Peter Holmes wrote: Mon Nov 12, 2018 11:06 am Same mistake: 'most humans think that murder is harmful, therefore it's a fact that murder is harmful'. You claim not to care about right and wrong, but then use the words 'harm' and 'harmful' perfectly normally. And to say intersubjective consensus produces objectivity is to ignore the ordinary uses of those words.
And you agreed on numerous occasions that any and all forms of "objectivity" are the product of inter-subjective consensus. So trying to exonerate "objectivity" to some higher status that excludes the inter-subjective (human) element is just special pleading.
No, I've been saying the exact opposite all along. This is your category error at work, as usual.
Peter Holmes wrote: Mon Nov 12, 2018 11:06 am No good bleating that you can use words any way you like, or that they don't or can't mean what we ordinarily use them to mean. Either clarify the non-standard way you're using them, or don't use them at all.
I use words how I use words.

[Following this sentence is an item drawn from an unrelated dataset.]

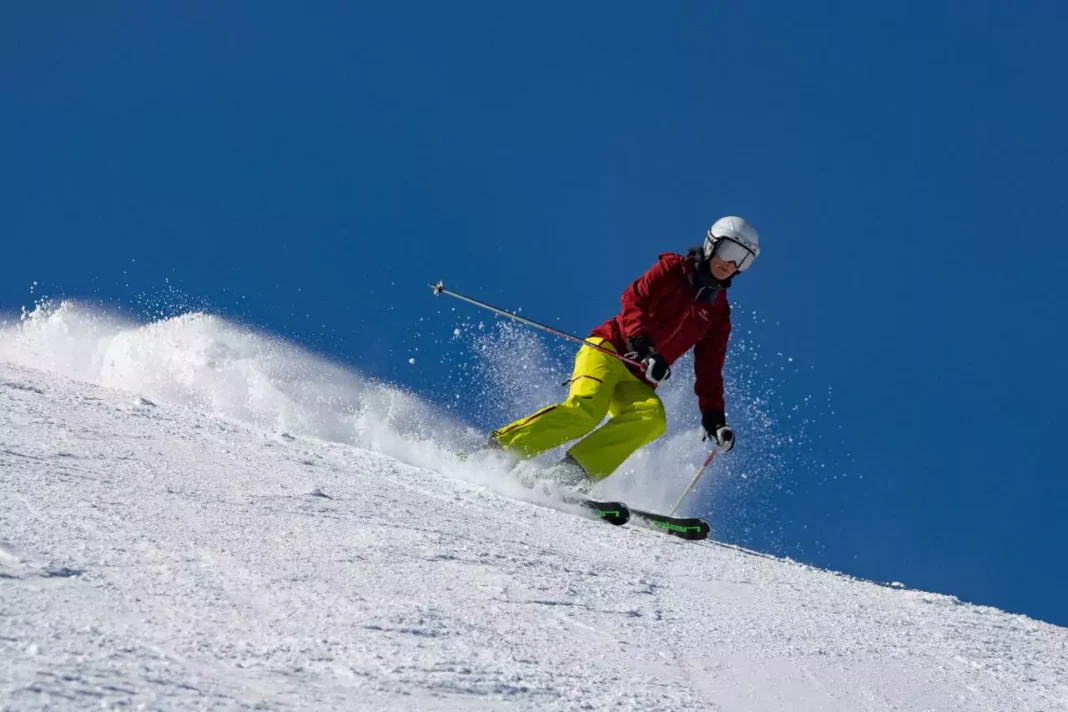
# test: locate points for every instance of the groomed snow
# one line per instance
(172, 538)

I use words - like I use any tool. In service of my utility-function. What is it that you don't understand that requires clarity?
Peter Holmes wrote: Mon Nov 12, 2018 11:06 am The claim that the principle of parsimony confers factuality on simple theories is so full of misconceptions that it's hard to know where to begin. As usual, you disgorge these deepities as though they're indisputable facts.
Show me an "indisputable" fact and I will show you how to dispute it. All "facts" are probabilistic in nature and only subject to "factuality" within a framework of interpretation. None of "scientific facts" are factual if you reject the SI units. Can you convince me WHY I should accept the SI units?
After all - the Kilogram is made up. So is the second.
Try this assertion: all facts are disputable.
Peter Holmes wrote: Mon Nov 12, 2018 11:06 am No, you really don't understand the issue with logic. Having settled on a set of rules by which we play the game of using language to talk about things - and your favoured constructivist logic is just one such set of rules - we can then follow those rules to make true factual assertions (true given the way we use the signs) or express value-judgements, such as moral judgements. But there's no 'ought' involved in the adoption of a logic. And what you say next demonstrates your misunderstanding.
Ad hominem. I am a rationalist first, logician second. Rules are tools also. We USE rules towards achieving our goals. When the rules fail to get me close to my goal - I update my rules so they work in my favour (except the laws of physics - those are hard to bend). You treat man-made rules like authorities - inflexible and unchangeable.
Not so. But if the rules allow for us to make true factual assertions, to deny that we can is just to reject those rules. And on what grounds do you reject them?

Re: What could make morality objective?

Posted: Tue Nov 13, 2018 11:40 am
by TimeSeeker
Peter Holmes wrote: Tue Nov 13, 2018 11:27 am greatness is a factual, objective property.
It is a testable property. Either your species will exist in a million years or they won't. If you went extinct - you aren't all that great.
Peter Holmes wrote: Mon Nov 12, 2018 11:06 am Same mistake as above. It's the category error you've been making all along.